国際大会ばかりではない。全日本選手権に13年連続で出場を果たし、6度の優勝を含め10年連続で表彰台に上がったことは特筆される。
しかし宇野の真価は、成績のみにおさまらない。
一緒に練習したことのある選手、コーチ、誰もが宇野の練習への姿勢や練習量について語る。それらの言葉が物語るのは、文字通りの「努力の人」であったことだ。それはさまざまな面で形となって結実してきた。ジャンプを例にすれば、最初に成功させた4回転フリップを皮切りにトウループ、ループ、サルコウと習得し、フリーで5本組み込むまでに至った。同じジャンプでも、踏み切る前の動作の難易度をあげて進化させてきた。
技術面はむろんのこと、表現面でもシーズンを重ねるごとに深化させた。昨シーズン、そして今シーズン氷上で披露したプログラムはかつてない高みへと達していた。理想とする演技を日々弛みなく追い求めてきた。自らの価値観のもとに真摯に取り組んできた。その成果があった。
「彼はよくやった、と僕は思います」
会見中、宇野は言った。
「この日まで、フィギュアスケートに全力で毎日取り組んできた自分をすごくほめたいなと思います」
あるいは自身を客観視して語った。
「すごい彼はよくやったな、と僕は思います」
てらいなく言い切ることができたのも、それを聞く人々がそのまま受け取れたのも、まさに全力の日々を長年積み重ねてきたからにほかならない。成績をはじめ、明確に全力の日々を氷上に示してきたからこそである。

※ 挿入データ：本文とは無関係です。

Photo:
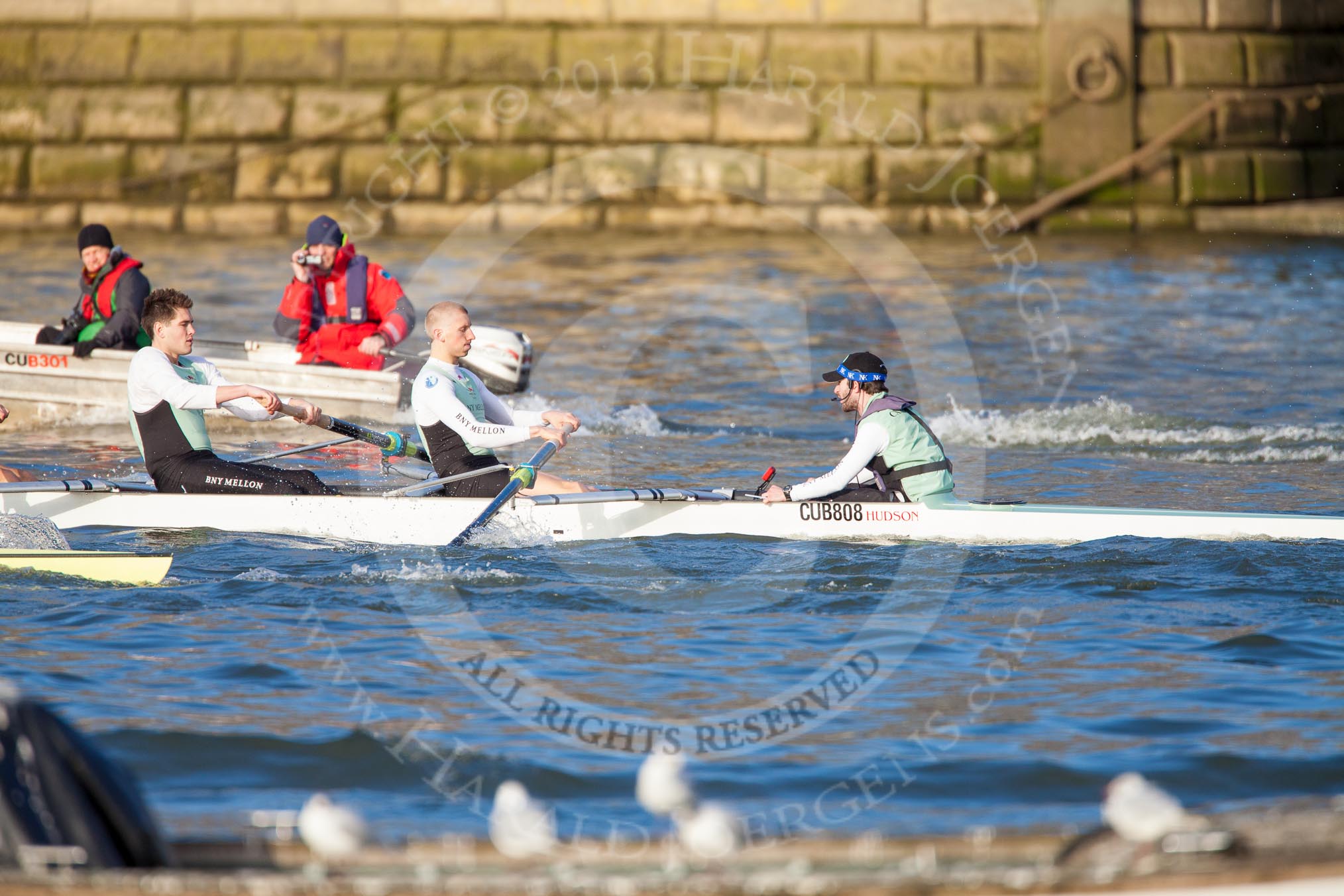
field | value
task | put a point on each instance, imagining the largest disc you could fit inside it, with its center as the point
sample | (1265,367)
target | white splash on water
(1107,421)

全日本選手権最後の出場となった2023年にも優勝していることは、トップスケーターであり続けたことを示している。その中で引退を選んだのもまた、全力を尽くす日々を続けてきて、「やりきった」からにほかならない。
宇野は、ここまで成績を残すに至った理由について「僕はほんとうに周りの方々に、出会う人たちに恵まれたなって思っています」と答えている。「恵まれた」というのはたしかにそうだろう。サポートする人々は皆、宇野に対して愛情を持ち、常に全力であったからだ。
一方で、彼らが全力であったのは、宇野の真摯な姿勢に惹かれたからであったこと、そして宇野が彼らに敬意を払い、大切に思い続けてきたからこそであるのもまた、共通していた。「恵まれた」と感じる人々を周囲に引き寄せたのは、宇野本人にほかならない。